Generalized Hierarchical Sparse Model for Arbitrary-Order Interactive Antigenic Sites Identification
Lei Han*, Rutgers University; Yu Zhang, Hong Kong University of Science and Technology; Xiu-Feng Wan, Mississippi State University; Tong Zhang, Rutgers University
Recent statistical evidence has shown that a regression model by incorporating the interactions among the original covariates (features) can significantly improve the interpretability for biological data. One major challenge is the exponentially expanded feature space when adding high-order feature interactions to the model. To tackle the huge dimensionality, Hierarchical Sparse Models (HSM) are developed by enforcing sparsity under heredity structures in the interactions among the covariates.

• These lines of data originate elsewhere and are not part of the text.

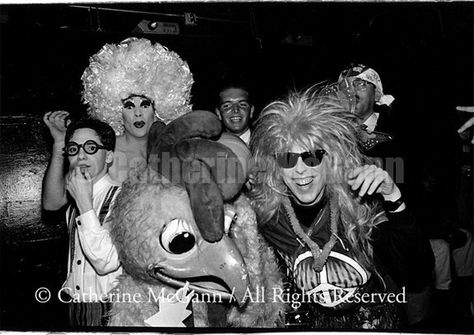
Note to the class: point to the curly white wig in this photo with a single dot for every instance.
(136, 67)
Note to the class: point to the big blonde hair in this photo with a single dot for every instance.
(313, 119)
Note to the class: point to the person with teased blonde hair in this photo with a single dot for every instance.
(336, 222)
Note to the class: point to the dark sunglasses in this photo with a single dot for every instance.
(90, 147)
(288, 160)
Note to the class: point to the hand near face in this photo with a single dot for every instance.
(79, 185)
(57, 123)
(370, 179)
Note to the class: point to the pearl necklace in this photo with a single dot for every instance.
(319, 256)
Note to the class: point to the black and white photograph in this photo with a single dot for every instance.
(235, 166)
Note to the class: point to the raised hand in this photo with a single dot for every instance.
(79, 186)
(57, 123)
(370, 179)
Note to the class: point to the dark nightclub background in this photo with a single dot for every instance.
(422, 51)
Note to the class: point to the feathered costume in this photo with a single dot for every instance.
(168, 226)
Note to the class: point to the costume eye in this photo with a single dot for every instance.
(177, 237)
(145, 104)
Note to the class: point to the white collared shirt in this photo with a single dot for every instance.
(95, 265)
(246, 137)
(371, 122)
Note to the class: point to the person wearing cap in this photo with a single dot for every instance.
(364, 88)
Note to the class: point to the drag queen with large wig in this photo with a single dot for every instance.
(129, 86)
(337, 223)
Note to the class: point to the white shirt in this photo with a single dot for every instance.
(371, 122)
(246, 137)
(95, 266)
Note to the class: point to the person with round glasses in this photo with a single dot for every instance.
(336, 223)
(93, 263)
(128, 85)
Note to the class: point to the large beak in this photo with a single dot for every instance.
(216, 269)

However, existing methods only consider pairwise interactions, making the discovery of important high-order interactions a non-trivial open problem. In this paper, we propose a Generalized Hierarchical Sparse Model (GHSM) as a generalization of the HSM models to learn arbitrary-order inter-actions. The GHSM applies the l1 penalty to all the model coefficients under a constraint that given any covariate, if none of its associated kth-order interactions contribute to the regression model, then neither do its associated higher-order interactions. The resulting objective function is non-convex with a challenge lying in the coupled variables appearing in the arbitrary-order hierarchical constraints and we devise an efficient optimization algorithm to directly solve it. Specifically, we decouple the variables in the constraints via both the GIST and ADMM methods into three subproblems, each of which is proved to admit an efficiently analytical solution. We evaluate the GHSM method in both synthetic problem and the antigenic sites identification problem for the flu virus data, where we expand the feature space up to the 5th-order interactions. Empirical results demonstrate the effectiveness and efficiency of the proposed method and the learned high-order interactions have meaningful synergistic covariate patterns in the virus antigenicity.